Any of those cards will be a nice upgrade from your GT730.
Your psu can handle any modern single graphics card made today.
They are all approximately the same capability with the GTX1060 perhaps a tier higher on tom's graphics hierarchy chart:
http://www.tomshardware.com/reviews/gpu-hierarchy,4388.html
I might pass on the GTX970, mainly because it is an older gen and takes more power.
Not a problem with the mini versions. They are the same guts as the larger versions, but with lesser cooling.
Pay little attention to fancy cooling. Cooling sells, but what you get on a card will be appropriate to the card.
Open box may be just a return, or it could have a problem or missing parts.
You will get a warranty, but it is a hassle if you need it.
I do not see $200 GTX1060 cards.
I like the EVGA GTX1060SC for $210.
The SC is overclocked and stronger; EVGA has excellent customer forums and support.
http://www.newegg.com/Product/Product.aspx?Item=N82E16814487267
Considering that your FX-6300 is not a strong cpu, you might want to wait a couple of weeks for the upcoming GTX1050ti in the $150 range.
Do not use Vram as a selection criteria. My stock vram analysis:
VRAM has become a marketing issue.
My understanding is that vram is more of a performance issue than a functional issue.
A game needs to have most of the data in vram that it uses most of the time.
Somewhat like real ram.
If a game needs something not in vram, it needs to get it across the pcie boundary
hopefully from real ram and hopefully not from a hard drive.
It is not informative to know to what level the available vram is filled.
Possibly much of what is there is not needed.
What is not known is the rate of vram exchange.
Vram is managed by the Graphics card driver, and by the game. There may be differences in effectiveness between amd and nvidia cards.
And differences between games.
Here is an older performance test comparing 2gb with 4gb vram.

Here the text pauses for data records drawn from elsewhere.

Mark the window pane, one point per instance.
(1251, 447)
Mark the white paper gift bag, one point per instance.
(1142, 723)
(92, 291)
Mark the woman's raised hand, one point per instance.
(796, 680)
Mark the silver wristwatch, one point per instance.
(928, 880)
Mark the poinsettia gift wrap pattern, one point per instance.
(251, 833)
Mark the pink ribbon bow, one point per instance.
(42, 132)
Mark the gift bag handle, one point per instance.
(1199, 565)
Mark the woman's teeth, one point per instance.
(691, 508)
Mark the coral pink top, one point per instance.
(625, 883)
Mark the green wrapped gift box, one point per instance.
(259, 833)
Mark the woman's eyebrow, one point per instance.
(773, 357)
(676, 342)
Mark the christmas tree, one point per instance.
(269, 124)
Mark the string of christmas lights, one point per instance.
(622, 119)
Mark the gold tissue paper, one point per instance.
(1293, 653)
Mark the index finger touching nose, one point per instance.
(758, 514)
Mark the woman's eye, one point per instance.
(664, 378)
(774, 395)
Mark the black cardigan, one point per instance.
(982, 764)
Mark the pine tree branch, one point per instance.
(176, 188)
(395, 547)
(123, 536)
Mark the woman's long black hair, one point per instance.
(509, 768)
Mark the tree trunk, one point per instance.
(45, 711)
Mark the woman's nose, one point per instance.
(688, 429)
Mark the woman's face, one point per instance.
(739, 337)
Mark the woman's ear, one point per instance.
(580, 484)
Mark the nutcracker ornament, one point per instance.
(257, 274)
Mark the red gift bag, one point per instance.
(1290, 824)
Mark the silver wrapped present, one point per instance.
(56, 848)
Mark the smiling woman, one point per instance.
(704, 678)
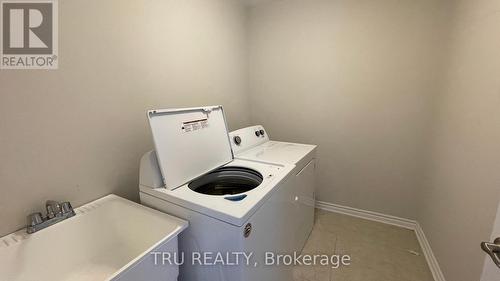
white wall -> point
(462, 189)
(77, 133)
(357, 78)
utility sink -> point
(108, 239)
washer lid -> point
(189, 142)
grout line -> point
(391, 220)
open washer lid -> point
(189, 142)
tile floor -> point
(378, 252)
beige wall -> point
(78, 133)
(357, 78)
(462, 190)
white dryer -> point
(232, 205)
(253, 144)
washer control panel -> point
(247, 138)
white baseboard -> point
(369, 215)
(392, 220)
(429, 254)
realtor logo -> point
(29, 34)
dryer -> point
(232, 205)
(253, 144)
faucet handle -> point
(66, 208)
(33, 220)
(53, 208)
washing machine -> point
(232, 205)
(253, 144)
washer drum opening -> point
(227, 181)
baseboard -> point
(368, 215)
(429, 254)
(392, 220)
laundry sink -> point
(108, 239)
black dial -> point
(237, 140)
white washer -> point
(252, 143)
(232, 205)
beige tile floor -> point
(378, 252)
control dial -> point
(237, 140)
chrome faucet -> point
(56, 212)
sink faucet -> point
(56, 212)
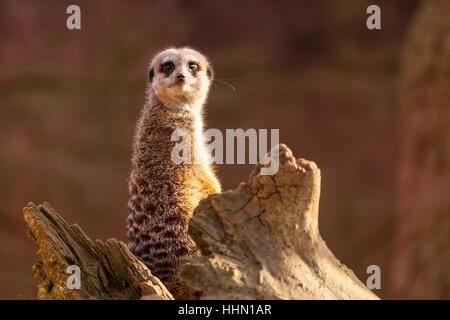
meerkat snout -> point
(178, 75)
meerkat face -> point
(181, 75)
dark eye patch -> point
(167, 68)
(193, 66)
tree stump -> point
(260, 241)
(108, 269)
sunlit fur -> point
(163, 195)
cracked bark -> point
(260, 241)
(108, 269)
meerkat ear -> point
(210, 73)
(151, 75)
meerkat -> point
(163, 194)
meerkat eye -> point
(168, 66)
(193, 66)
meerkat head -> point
(181, 75)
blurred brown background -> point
(69, 101)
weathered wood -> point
(108, 269)
(262, 241)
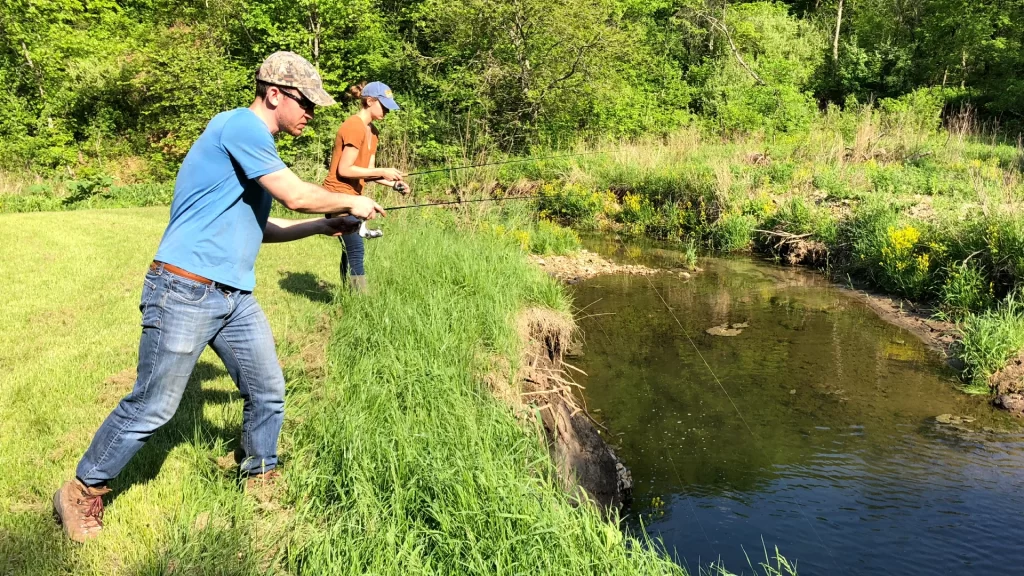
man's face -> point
(294, 111)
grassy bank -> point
(397, 459)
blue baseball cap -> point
(382, 92)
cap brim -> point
(318, 96)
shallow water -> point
(820, 439)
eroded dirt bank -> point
(544, 385)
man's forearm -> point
(281, 230)
(315, 200)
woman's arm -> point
(384, 181)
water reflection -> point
(837, 457)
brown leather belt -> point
(157, 264)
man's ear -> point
(273, 96)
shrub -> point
(966, 289)
(549, 238)
(572, 203)
(733, 232)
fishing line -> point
(500, 163)
(727, 395)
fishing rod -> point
(518, 161)
(402, 207)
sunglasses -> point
(304, 104)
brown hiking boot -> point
(80, 509)
(265, 487)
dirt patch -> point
(581, 455)
(938, 335)
(1010, 379)
(117, 386)
(1013, 403)
(584, 264)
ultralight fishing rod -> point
(462, 202)
(517, 161)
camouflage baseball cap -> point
(289, 69)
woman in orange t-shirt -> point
(353, 164)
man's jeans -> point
(179, 318)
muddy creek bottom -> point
(838, 438)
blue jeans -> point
(351, 257)
(179, 318)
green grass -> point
(396, 457)
(990, 339)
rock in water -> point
(724, 330)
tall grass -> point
(990, 339)
(407, 463)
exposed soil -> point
(938, 335)
(1013, 403)
(545, 386)
(1009, 383)
(586, 264)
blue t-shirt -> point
(219, 210)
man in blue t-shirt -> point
(198, 291)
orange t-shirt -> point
(352, 132)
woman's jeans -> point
(351, 256)
(179, 318)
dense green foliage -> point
(122, 88)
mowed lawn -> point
(398, 460)
(70, 285)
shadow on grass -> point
(306, 284)
(186, 425)
(31, 543)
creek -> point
(834, 436)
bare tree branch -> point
(718, 25)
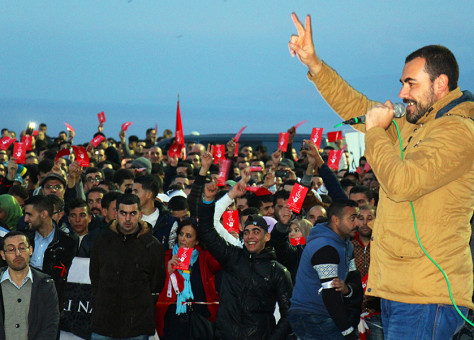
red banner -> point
(184, 256)
(297, 196)
(231, 220)
(5, 142)
(81, 156)
(334, 158)
(28, 141)
(334, 136)
(101, 116)
(97, 140)
(283, 141)
(19, 153)
(316, 136)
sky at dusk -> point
(228, 60)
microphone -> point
(398, 108)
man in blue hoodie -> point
(327, 297)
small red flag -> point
(316, 136)
(283, 141)
(334, 158)
(334, 136)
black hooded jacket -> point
(251, 285)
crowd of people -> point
(167, 257)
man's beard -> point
(421, 109)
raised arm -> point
(302, 46)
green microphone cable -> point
(422, 248)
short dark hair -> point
(19, 191)
(362, 189)
(128, 199)
(41, 203)
(178, 203)
(187, 221)
(122, 174)
(12, 234)
(77, 203)
(283, 194)
(96, 189)
(337, 207)
(109, 198)
(58, 204)
(46, 165)
(149, 183)
(438, 60)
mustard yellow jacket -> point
(437, 175)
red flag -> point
(28, 140)
(297, 196)
(300, 123)
(101, 116)
(184, 256)
(334, 136)
(81, 156)
(316, 135)
(63, 152)
(334, 158)
(69, 127)
(297, 240)
(178, 144)
(224, 167)
(231, 221)
(237, 136)
(283, 141)
(219, 153)
(19, 153)
(97, 140)
(126, 125)
(5, 142)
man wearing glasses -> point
(53, 248)
(30, 303)
(93, 178)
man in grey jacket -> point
(29, 302)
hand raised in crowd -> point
(75, 171)
(302, 46)
(210, 191)
(122, 136)
(239, 189)
(71, 135)
(291, 134)
(12, 168)
(206, 162)
(340, 286)
(174, 261)
(269, 179)
(285, 214)
(314, 157)
(379, 115)
(173, 160)
(276, 158)
(231, 145)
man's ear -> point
(268, 236)
(440, 85)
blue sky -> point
(228, 60)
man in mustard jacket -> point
(436, 174)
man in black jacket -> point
(29, 303)
(127, 271)
(253, 281)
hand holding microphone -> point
(379, 115)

http://www.pugetsystems.com/labs/articles/Video-Card-Performance-2GB-vs-4GB-Memory-154/
Spoiler... not a significant difference.
A more current set of tests shows the same results:
http://www.techspot.com/review/1114-vram-comparison-test/page5.html
And... no game maker wants to limit their market by
requiring huge amounts of vram. The vram you see will be appropriate to the particular card.